Keras based implementation of "Deconvolutional Paragraph Representation Learning"
by Yuming Yang
This project is to use a CNN-DCNN model to do semi-supervised or supervised binary text classification on Chinese
text.
It can be viewed as a Keras based implementation of the classification model in the paper (“Deconvolutional Paragraph
Representation Learning” by Yizhe Zhang, Dinghan Shen, Guoyin Wang, Zhe Gan, Ricardo Henao and Lawrence Carin,
NIPS 2017). Note that there are some differences on the layer settings and loss function which make the model easier to
train and fit the Chinese text.
I have implemented both a baseline purely CNN model and a semi-supervised CNN_DCNN model, you can separately train and
test on one model by selecting model type.
After some modification on input and layer settings, this project could be used to work on many other tasks like
text summarization and paragraph reconstruction.
(If you just want to see an example, try directly do predictions using my trained model and test data.
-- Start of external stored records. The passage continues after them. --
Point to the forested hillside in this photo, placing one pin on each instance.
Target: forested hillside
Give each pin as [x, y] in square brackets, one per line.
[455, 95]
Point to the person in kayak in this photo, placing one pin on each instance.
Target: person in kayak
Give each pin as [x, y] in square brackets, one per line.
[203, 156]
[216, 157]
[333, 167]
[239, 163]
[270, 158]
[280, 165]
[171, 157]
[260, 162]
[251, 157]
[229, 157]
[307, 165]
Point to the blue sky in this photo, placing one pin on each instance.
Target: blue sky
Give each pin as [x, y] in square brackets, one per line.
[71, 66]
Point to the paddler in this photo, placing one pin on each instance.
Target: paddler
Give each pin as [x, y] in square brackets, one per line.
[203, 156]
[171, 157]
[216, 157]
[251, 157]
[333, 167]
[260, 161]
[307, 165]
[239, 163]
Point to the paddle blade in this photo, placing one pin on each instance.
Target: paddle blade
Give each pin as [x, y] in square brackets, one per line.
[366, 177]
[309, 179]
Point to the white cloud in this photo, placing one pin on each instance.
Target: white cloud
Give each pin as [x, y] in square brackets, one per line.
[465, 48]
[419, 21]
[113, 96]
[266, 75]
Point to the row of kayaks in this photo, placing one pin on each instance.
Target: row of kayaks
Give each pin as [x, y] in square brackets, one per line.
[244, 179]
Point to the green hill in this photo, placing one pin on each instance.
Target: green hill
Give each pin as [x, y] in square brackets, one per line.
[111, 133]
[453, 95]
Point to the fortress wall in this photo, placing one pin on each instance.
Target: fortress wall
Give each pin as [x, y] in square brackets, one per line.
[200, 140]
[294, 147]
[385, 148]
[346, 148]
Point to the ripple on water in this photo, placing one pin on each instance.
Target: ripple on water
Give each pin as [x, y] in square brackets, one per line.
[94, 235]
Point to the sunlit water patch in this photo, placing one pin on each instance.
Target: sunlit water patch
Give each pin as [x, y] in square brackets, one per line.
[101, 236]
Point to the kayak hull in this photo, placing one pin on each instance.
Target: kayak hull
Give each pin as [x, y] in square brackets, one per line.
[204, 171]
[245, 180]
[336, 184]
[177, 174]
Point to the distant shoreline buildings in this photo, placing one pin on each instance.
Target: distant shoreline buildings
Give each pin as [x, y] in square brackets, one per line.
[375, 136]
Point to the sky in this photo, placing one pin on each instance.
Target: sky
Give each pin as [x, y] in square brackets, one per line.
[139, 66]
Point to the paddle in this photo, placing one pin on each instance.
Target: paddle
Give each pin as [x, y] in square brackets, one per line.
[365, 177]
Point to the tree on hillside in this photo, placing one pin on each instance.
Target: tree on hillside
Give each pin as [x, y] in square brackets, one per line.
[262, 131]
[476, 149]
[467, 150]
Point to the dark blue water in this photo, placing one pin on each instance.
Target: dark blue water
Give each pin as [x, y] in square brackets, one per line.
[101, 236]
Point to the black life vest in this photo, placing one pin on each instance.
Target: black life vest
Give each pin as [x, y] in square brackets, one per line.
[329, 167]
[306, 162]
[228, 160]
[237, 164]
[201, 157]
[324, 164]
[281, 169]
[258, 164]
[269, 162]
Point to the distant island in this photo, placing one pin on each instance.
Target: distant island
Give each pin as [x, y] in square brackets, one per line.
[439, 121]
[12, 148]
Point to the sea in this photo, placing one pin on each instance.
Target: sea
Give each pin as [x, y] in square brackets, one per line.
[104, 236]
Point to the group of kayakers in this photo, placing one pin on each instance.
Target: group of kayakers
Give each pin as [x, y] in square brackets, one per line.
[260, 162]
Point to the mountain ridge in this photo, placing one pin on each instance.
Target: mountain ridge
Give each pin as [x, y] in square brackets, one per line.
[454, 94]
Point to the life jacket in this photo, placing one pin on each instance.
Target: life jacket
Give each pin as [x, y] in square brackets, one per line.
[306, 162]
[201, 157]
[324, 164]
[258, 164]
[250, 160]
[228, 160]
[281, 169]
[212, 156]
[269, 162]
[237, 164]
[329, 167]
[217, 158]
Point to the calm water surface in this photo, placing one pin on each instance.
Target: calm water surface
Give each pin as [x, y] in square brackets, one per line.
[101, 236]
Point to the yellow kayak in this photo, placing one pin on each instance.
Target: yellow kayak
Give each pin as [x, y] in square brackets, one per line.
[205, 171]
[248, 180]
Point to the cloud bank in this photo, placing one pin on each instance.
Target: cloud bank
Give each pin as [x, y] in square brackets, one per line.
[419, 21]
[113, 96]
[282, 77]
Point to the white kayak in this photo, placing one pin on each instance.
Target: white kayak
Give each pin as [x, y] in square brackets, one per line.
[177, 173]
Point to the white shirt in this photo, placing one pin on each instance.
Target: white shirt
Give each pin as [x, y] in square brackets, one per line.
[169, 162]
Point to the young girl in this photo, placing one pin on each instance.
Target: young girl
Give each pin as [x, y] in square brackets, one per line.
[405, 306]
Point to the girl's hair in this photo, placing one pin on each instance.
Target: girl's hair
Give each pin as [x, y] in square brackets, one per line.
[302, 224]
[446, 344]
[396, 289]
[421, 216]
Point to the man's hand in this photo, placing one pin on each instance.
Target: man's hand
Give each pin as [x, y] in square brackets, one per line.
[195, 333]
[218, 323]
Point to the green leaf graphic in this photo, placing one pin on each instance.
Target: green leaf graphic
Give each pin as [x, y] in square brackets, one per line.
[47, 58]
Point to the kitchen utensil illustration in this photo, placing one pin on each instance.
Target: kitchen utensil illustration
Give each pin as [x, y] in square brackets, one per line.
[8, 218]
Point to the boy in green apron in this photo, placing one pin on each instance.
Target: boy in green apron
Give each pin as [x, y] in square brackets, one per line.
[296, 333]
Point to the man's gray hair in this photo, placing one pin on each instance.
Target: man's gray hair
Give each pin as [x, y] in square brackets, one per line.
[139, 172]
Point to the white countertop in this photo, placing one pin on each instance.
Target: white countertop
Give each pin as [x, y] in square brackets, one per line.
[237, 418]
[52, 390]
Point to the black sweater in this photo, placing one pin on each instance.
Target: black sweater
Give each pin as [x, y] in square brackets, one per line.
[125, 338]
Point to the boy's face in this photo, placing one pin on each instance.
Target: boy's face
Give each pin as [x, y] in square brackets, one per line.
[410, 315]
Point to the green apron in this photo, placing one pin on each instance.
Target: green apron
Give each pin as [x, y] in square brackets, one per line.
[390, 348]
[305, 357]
See Sample Usage for testing for datails)
python3 DCNN.py \
-m train or test \
-k an integer for number of folds in cross validation for choosing hyperparameters \
-s hidden layer size \
-d /model_file/path/to/dict.p \
for train, need:
-i1 /raw_data/path/to/pos.txt \
-i2 /raw_data/path/to/neg.txt \
-o /model_file/path/to/output_model \
-e epochs
for test, need:
-a /model_file/path/to/trained_model \
-t /raw_data/path/to/test.txt \
-o /output_file/path/to/output_predictions \
for tuning, need:
-i1 /raw_data/path/to/pos.txt \
-i2 /raw_data/path/to/neg.txt \
-ps parameter sets (array of hidden_size you want to try)
for training:
python DCNN.py \
-m train \
-i1 C:\\Users\\Umean\\Desktop\\pos.txt \
-i2 C:\\Users\\Umean\\Desktop\\neg.txt \
-mt DCNN \
-o C:\\Users\\Umean\\Desktop\\DCNN_model.h5
for testing(predicting):
python DCNN.py \
-m test \
-t C:\\Users\\Umean\\Desktop\\test.txt \
-a DCNN_model.h5 \
-mt DCNN \
-o C:\\Users\\Umean\\Desktop\\predictions.txt
for tuning:
python DCNN.py \
-m tuning \
-mt DCNN \
-i1 C:\\Users\\Umean\\Desktop\\pos.txt \
-i2 C:\\Users\\Umean\\Desktop\\neg.txt \
-ps [100, 300, 500]
max_length = 20
max_words = 5000
embed_size = 300
filter_size = 300 (number of filters)
strides = 2
window_size = 4 (filter shape)